Today I have the great pleasure of reviewing The Dragon of Ynys by Minerva Cerridwen as part of her release tour. It's a sweet fantasy novella about diversity in fiction.
I was given an eARC in exchange for an honest review.
I didn't know what to expect from this book. All I really knew about it was there's a dragon and Miranda Cerridwn wrote it, but that was enough for me because she's a terrific writer.
The story starts off in a small town besieged by a snarky dragon with an affinity for shiny things, and asexual/aromantic knight Sir Violet develops a working relationship with him when he goes to retrieve the objects from Snap's cave. Their banter is great.
I was delighted when a woman from the village enlisted Snap and Violet to find her missing wife, and even moreso when I thought "Oh, so it's a detective story?" and the book went "Nope!" and twisted into a quest for *spoopy handwaving so I don't spoil it*
This story is the sweetest, most pure thing. And so darn queer and accepting, it almost hurts. It's like, "You're a man who wears a dress? What are your pronouns? He/him? Okie dokie!" (Except for one character at the beginning who is pretty transmisic, but she is clearly not a good guy.)

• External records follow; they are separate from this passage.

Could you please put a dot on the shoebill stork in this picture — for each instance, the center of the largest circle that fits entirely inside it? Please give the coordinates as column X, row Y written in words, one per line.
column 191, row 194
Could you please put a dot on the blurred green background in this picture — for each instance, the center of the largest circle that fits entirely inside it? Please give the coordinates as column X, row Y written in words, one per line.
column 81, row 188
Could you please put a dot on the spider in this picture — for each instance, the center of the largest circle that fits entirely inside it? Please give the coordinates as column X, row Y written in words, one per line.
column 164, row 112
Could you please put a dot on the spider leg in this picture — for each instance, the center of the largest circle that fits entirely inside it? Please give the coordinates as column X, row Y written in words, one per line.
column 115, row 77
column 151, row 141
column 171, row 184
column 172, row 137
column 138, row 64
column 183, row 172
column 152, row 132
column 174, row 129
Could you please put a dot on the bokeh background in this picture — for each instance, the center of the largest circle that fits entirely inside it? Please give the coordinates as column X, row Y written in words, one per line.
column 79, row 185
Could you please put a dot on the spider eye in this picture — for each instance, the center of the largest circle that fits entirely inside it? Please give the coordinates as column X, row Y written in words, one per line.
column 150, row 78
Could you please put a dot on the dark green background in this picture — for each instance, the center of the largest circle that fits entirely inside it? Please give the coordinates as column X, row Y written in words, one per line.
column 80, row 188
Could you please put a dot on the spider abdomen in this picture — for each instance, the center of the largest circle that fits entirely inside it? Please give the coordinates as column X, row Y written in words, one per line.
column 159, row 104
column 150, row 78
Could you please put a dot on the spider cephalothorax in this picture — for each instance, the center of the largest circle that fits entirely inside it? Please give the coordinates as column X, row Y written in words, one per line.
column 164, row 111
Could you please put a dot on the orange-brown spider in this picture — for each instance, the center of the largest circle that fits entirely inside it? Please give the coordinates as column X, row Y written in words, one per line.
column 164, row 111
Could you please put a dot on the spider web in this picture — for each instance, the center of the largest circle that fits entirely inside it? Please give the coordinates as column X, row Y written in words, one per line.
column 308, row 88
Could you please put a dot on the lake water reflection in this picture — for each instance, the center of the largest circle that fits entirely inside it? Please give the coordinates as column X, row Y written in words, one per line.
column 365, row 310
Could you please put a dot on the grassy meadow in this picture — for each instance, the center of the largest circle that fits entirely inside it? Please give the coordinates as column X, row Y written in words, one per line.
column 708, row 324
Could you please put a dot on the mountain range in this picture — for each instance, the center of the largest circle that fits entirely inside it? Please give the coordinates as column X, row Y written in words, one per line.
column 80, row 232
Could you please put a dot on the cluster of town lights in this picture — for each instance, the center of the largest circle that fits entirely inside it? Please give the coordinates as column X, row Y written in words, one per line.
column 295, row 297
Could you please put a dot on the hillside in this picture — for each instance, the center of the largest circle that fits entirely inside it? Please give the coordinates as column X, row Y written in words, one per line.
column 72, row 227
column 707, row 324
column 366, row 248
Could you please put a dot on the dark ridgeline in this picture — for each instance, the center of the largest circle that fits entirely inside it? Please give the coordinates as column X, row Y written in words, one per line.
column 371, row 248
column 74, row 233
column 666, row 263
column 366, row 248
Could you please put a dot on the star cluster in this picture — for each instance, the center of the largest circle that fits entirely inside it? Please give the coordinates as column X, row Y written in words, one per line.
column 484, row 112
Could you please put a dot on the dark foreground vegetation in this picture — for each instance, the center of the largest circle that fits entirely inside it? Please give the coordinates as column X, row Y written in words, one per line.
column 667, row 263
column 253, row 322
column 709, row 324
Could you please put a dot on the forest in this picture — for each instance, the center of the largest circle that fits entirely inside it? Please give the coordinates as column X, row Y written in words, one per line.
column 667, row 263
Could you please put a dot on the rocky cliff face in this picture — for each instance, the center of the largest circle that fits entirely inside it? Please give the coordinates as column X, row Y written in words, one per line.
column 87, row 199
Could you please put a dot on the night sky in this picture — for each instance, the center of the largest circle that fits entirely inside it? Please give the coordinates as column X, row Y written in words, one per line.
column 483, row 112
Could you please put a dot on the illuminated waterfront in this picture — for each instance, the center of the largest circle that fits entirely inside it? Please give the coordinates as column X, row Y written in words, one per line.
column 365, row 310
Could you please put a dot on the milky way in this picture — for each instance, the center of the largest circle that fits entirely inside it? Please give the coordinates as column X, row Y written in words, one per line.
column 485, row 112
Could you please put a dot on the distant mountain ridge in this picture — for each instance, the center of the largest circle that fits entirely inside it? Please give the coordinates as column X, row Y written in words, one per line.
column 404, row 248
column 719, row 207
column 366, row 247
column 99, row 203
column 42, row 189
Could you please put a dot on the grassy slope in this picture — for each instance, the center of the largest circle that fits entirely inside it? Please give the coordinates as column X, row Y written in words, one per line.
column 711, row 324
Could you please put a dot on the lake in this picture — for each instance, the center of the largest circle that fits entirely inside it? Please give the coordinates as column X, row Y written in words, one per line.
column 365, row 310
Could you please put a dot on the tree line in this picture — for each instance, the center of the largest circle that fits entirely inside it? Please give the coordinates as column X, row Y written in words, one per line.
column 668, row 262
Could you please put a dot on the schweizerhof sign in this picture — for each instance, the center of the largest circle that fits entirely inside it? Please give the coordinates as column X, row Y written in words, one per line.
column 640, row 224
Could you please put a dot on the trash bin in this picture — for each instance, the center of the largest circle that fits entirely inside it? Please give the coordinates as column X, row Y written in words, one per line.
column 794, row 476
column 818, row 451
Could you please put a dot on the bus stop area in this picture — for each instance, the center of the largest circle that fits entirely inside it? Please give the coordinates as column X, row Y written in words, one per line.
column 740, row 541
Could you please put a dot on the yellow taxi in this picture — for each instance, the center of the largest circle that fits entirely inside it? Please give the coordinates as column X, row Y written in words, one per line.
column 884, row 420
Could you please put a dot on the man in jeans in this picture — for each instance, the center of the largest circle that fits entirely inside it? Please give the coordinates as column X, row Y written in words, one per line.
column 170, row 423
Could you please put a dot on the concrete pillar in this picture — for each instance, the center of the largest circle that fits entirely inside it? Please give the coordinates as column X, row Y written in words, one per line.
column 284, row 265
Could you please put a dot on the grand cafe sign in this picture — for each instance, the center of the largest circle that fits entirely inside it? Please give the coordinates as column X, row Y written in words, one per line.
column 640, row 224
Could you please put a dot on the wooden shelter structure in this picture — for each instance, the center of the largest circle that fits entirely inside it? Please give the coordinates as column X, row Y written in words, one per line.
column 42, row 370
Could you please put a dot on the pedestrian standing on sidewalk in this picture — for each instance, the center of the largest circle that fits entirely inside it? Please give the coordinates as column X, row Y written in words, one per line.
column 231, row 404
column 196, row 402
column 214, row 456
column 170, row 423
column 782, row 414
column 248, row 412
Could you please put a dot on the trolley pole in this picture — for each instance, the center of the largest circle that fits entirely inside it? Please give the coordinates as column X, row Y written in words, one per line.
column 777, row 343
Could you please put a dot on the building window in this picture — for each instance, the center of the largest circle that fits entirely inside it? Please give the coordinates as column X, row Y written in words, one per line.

This book has such an easy style of prose. No long, boring descriptions of countryside that so many fantasy books seem hung up on. It feels like a fairy tale - no word is wasted and every bit of dialogue has a purpose. And every name is a kind of plant! And there's a spider with a lisp but the book avoids that annoying thing where lithpth are thpelled out phonetically. It just goes "the spider had a lisp" and that's that.
You need this book in your life, your children need this book, the world needs this book.